The new venture combines PCH’s experience in engineering and manufacturing consumer hardware with J&J’s extensive market access and leadership in the pharmaceutical and medical device industries.  Hardware for Health is equipped to provide whatever assistance new companies may need to follow through with a successful commercial launch, whether that need is office space, funding, supply chain management, or consultations regarding product design or regulation.

“The program is designed to be a customized solution to meet the entrepreneurs and the teams where they are in their development and to identify the key technical and business milestones for their particular business,” said Stacy Feld, senior director of Consumer Scientific Innovation at J&J Innovation, in an interview with mobihealthnews.

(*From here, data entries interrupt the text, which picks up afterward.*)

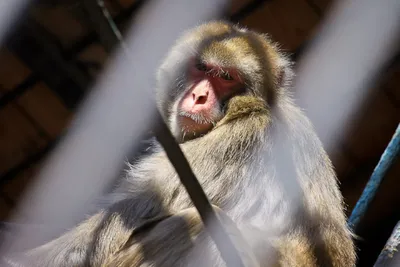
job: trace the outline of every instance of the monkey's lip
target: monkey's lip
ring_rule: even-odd
[[[205,118],[195,119],[189,114],[179,116],[179,124],[183,131],[202,134],[213,127],[213,122]]]

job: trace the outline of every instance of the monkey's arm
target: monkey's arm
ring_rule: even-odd
[[[112,204],[61,237],[22,256],[27,266],[102,266],[144,222],[168,216],[155,191]],[[18,257],[19,258],[19,257]]]

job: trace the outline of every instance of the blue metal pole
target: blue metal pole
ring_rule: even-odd
[[[350,218],[348,220],[348,225],[351,229],[356,229],[367,211],[370,203],[374,199],[376,192],[383,178],[385,177],[390,166],[395,162],[396,158],[399,156],[400,152],[400,124],[397,126],[396,132],[394,133],[392,140],[390,140],[389,145],[383,152],[381,159],[376,165],[371,178],[369,179],[367,185],[361,194],[356,206],[354,207]]]

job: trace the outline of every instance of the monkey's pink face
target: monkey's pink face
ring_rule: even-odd
[[[178,103],[178,124],[185,135],[208,132],[224,116],[224,101],[235,95],[243,82],[235,69],[192,61],[188,89]]]

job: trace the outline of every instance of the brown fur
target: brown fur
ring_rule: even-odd
[[[245,90],[210,132],[186,141],[174,105],[187,90],[191,57],[235,67]],[[159,108],[248,266],[354,266],[336,176],[289,96],[291,77],[269,38],[211,22],[167,55]],[[130,167],[108,206],[27,253],[30,266],[224,266],[165,153]]]

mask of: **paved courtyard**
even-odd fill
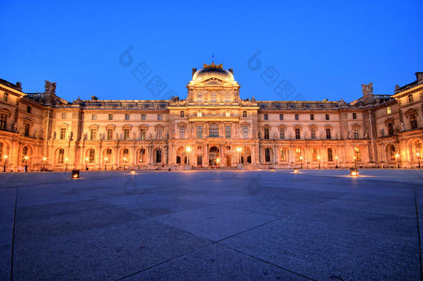
[[[0,280],[422,274],[423,171],[0,174]]]

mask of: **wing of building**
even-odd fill
[[[351,103],[241,99],[232,69],[193,69],[186,99],[67,102],[0,79],[0,164],[121,169],[220,166],[417,167],[423,142],[423,73]]]

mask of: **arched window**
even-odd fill
[[[334,155],[332,153],[332,148],[327,148],[327,161],[334,161]]]
[[[217,103],[217,96],[216,93],[212,93],[212,94],[210,95],[210,102]]]
[[[202,93],[197,93],[197,103],[202,103]]]
[[[139,150],[139,162],[141,163],[146,162],[146,150],[144,148]]]
[[[96,151],[94,149],[90,149],[88,155],[89,162],[94,163],[96,160]]]
[[[281,149],[281,162],[286,162],[288,158],[286,157],[287,149],[282,148]]]
[[[391,144],[389,146],[389,157],[391,160],[391,161],[395,161],[396,160],[395,158],[395,155],[397,155],[397,153],[395,151],[395,146],[393,144]]]
[[[64,157],[64,149],[59,149],[59,155],[58,157],[58,163],[63,163],[63,157]]]
[[[359,146],[356,146],[354,149],[354,156],[356,157],[356,161],[361,160],[361,151],[360,151],[360,148]]]
[[[215,124],[210,125],[209,133],[209,136],[210,137],[218,137],[219,136],[219,128],[218,126]]]

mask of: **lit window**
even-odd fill
[[[386,114],[390,114],[390,106],[388,106],[388,108],[386,108]]]
[[[210,95],[210,102],[211,103],[216,103],[217,102],[217,96],[216,93],[212,93]]]
[[[231,138],[231,126],[227,126],[225,128],[225,135],[227,139]]]
[[[60,139],[64,139],[66,138],[66,128],[60,128]]]

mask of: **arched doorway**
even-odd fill
[[[219,148],[217,146],[212,146],[209,149],[209,165],[216,166],[218,159],[220,160]]]

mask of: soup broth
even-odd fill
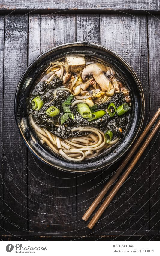
[[[125,135],[129,92],[106,64],[80,56],[51,63],[29,97],[39,142],[68,160],[98,156]]]

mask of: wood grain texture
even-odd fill
[[[11,232],[27,227],[26,149],[16,124],[14,103],[17,83],[27,67],[27,23],[26,16],[11,15],[5,19],[3,175],[4,214],[7,220],[4,226]]]
[[[5,16],[0,15],[0,226],[3,226],[3,68],[4,57],[4,31]]]
[[[56,45],[75,41],[75,27],[74,15],[30,15],[29,62]],[[37,235],[76,230],[76,175],[49,166],[30,152],[28,159],[29,230]]]
[[[13,10],[17,11],[27,12],[35,11],[50,12],[54,11],[72,10],[77,12],[85,10],[90,12],[102,12],[113,11],[133,12],[133,10],[142,12],[143,10],[152,12],[157,12],[160,10],[159,2],[156,0],[96,0],[91,2],[90,0],[82,1],[78,0],[67,0],[61,1],[55,0],[44,0],[38,1],[33,0],[32,2],[27,0],[3,0],[0,6],[1,12],[10,12]]]
[[[160,16],[148,17],[149,48],[149,83],[150,87],[150,116],[151,118],[160,107],[160,52],[158,48],[160,39]],[[159,230],[160,207],[160,137],[159,132],[151,143],[150,170],[150,226],[151,230]]]
[[[146,17],[101,15],[100,33],[101,45],[123,57],[141,81],[146,104],[144,128],[149,115]],[[149,157],[146,156],[148,152],[148,149],[118,191],[114,198],[116,201],[112,202],[104,214],[102,230],[106,230],[106,234],[114,234],[119,230],[122,230],[122,235],[125,234],[125,230],[149,229]]]
[[[99,44],[99,15],[77,14],[77,40],[78,42],[92,42]],[[89,234],[87,223],[82,217],[90,206],[91,202],[101,191],[101,172],[78,175],[77,178],[77,227],[81,231]],[[96,188],[94,188],[94,186]],[[95,187],[94,187],[95,188]],[[100,229],[101,222],[96,225],[94,231]]]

According to Feld, the PCH and J&J partnership comes at the perfect time, as Silicon Valley is in the midst of enjoying a hardware renaissance and is focusing particularly on health and wellness solutions.

“If you look at what’s happening in hardware, there’s really a renaissance going on. There are new devices, new software algorithms, advanced sensor technologies, and novel imaging innovations,” Feld told mobihealthnews. “And as these new hardware solutions are converging on the consumer health ecosystem, that’s enabling new solutions for consumers to engage in self-care and general health and wellness.”

Fortune reports that new medical device and consumer health product startups launch every day, but the risks are particularly high in the medical field, where a product failure can result in a string of multi-million dollar lawsuits. With added expertise and industry knowledge, startups ushered through Hardware for Health could possibly avoid costly and ruinous missteps.

The Hardware for Health website maintains that the initiative is focused on getting innovative products to patients who need them and getting new companies off to a healthy start. Each entrepreneur will retain ownership of their individual product and company and, though interested companies must apply for the program, the application is free.

Feld said that the company was interested in meeting with entrepreneurs from different backgrounds who were developing a wide variety of products, as long as those products addressed a specific unmet need.

“We are interested in being part of this ecosystem and supporting startups in all of these spaces,” said Feld.